Gas turbine engine nozzle configurations

In one embodiment, a gas turbine engine exhaust nozzle comprises a housing having a length which extends along a central longitudinal axis and comprising an interior surface and an exterior surface, and a row of chevrons extending from an aft end of the housing, the chevrons having a root region and a tip, wherein at least a portion of at least one of the interior surface or the exterior surface is scalloped proximate the root region of a chevron. Other embodiments may be described.

RELATED APPLICATIONS

FIELD OF THE DISCLOSURE

The subject matter described herein relates to gas turbine engines, and more particularly to nozzle configurations for gas turbine engines.

BACKGROUND

Aircraft engines have been made quieter as a result of advanced high bypass ratio engines. High bypass ratio engines derive a substantial fraction of their total thrust from bypass air which is propelled around the core of the engine by an engine-driven forwardly mounted fan. This approach results in less engine noise than pure turbojet engines or low bypass ratio engines.

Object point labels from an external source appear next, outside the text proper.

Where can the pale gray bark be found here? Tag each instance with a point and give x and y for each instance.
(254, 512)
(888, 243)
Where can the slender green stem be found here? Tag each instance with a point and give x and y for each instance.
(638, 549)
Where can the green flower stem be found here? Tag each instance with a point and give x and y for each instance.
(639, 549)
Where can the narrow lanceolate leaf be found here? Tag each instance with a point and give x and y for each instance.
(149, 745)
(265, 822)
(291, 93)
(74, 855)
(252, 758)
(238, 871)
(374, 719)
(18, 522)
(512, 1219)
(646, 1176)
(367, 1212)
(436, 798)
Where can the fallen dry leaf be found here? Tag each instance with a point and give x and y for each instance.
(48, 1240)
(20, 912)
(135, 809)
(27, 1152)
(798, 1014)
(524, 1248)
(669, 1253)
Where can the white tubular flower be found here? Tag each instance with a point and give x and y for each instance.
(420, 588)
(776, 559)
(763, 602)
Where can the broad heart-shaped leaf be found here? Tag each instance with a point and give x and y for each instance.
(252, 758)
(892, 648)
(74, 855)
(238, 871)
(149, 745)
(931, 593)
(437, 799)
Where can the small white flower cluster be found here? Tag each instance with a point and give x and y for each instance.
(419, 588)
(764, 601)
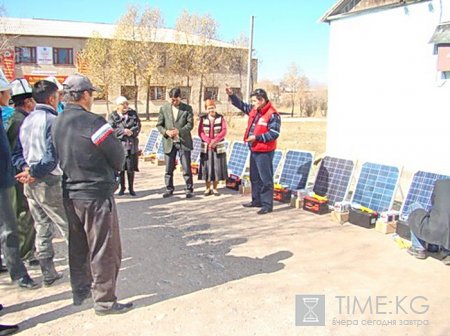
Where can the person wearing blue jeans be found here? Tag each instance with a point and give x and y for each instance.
(263, 129)
(431, 229)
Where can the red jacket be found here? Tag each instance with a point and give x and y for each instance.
(261, 127)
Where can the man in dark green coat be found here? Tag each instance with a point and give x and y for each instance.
(175, 123)
(21, 94)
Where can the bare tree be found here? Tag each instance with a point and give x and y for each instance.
(129, 49)
(238, 57)
(291, 83)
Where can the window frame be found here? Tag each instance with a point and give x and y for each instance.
(56, 58)
(18, 58)
(153, 90)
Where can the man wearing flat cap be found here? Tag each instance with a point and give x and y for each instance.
(90, 155)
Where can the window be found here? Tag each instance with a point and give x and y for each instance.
(236, 65)
(211, 93)
(25, 55)
(185, 92)
(63, 56)
(238, 92)
(157, 92)
(128, 91)
(162, 60)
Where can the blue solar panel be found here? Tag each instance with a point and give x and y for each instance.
(420, 192)
(227, 145)
(160, 152)
(333, 178)
(277, 155)
(376, 186)
(151, 141)
(195, 153)
(238, 158)
(295, 171)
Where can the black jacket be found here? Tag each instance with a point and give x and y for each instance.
(434, 226)
(89, 153)
(184, 122)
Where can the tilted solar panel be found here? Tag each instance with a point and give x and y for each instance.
(238, 158)
(376, 186)
(419, 193)
(195, 153)
(295, 170)
(150, 146)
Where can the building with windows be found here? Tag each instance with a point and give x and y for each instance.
(388, 90)
(38, 48)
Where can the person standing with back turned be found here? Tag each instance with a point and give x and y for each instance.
(88, 190)
(261, 135)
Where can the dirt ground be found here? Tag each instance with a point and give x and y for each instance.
(208, 266)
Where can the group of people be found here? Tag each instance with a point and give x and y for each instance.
(58, 171)
(175, 123)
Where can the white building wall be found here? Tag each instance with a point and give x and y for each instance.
(387, 102)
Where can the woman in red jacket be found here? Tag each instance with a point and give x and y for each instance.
(213, 159)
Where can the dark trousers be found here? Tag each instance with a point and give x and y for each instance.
(185, 158)
(261, 178)
(25, 225)
(9, 236)
(94, 249)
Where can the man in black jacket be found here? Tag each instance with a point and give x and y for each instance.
(90, 154)
(175, 123)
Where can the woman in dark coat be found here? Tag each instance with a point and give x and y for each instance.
(127, 125)
(213, 157)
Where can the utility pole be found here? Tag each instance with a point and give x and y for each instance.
(250, 53)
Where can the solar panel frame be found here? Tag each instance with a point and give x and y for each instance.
(152, 140)
(420, 191)
(238, 151)
(372, 189)
(290, 164)
(334, 175)
(277, 159)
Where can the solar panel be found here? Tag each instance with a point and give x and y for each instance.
(420, 192)
(195, 153)
(333, 178)
(277, 155)
(376, 186)
(151, 141)
(160, 151)
(295, 170)
(238, 158)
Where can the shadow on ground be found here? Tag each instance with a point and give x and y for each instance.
(168, 251)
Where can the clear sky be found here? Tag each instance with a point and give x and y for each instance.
(286, 31)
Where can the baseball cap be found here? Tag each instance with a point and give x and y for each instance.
(55, 81)
(78, 83)
(20, 89)
(4, 84)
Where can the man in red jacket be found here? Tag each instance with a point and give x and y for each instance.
(262, 131)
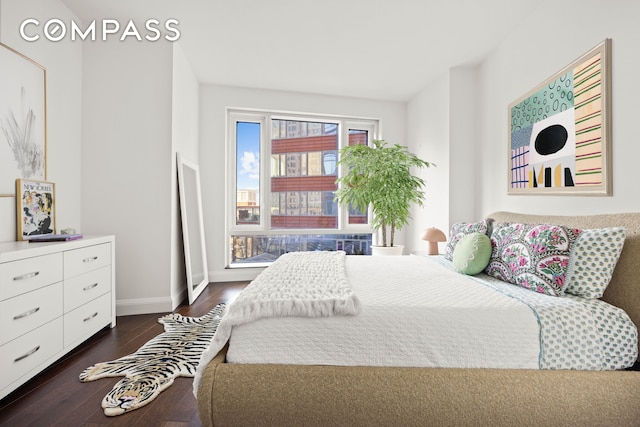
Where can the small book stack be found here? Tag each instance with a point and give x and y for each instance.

One approach to further reducing engine noise is to increase the amount of mixing between the high velocity gases exiting the engine, and the surrounding freestream air. In that regard, the use of geometric structures known as chevrons may reduce low-frequency noise by increasing the rate at which the engine flow streams mix with the surrounding freestream air in the aft region of the nozzle. However, in some circumstances existing chevron designs may increase the drag of the duct, thereby decreasing engine efficiency. Accordingly, additional chevron designs may find utility.

SUMMARY

In various aspects, gas turbine nozzle configurations are provided. In some embodiments, gas turbine nozzle configurations as described herein include features to reduce drag associated with the nozzle or to tailor airflow through the nozzle.

Thus, in one aspect there is provided a gas turbine engine exhaust nozzle. In one embodiment, the gas turbine engine exhaust nozzle comprises a housing having a length which extends along a central longitudinal axis and comprising an interior surface and an exterior surface and a row of chevrons extending from an aft end of the housing, the chevrons having a root region and a tip. At least a portion of at least one of the interior surface or the exterior surface is scalloped proximate the root region of a chevron.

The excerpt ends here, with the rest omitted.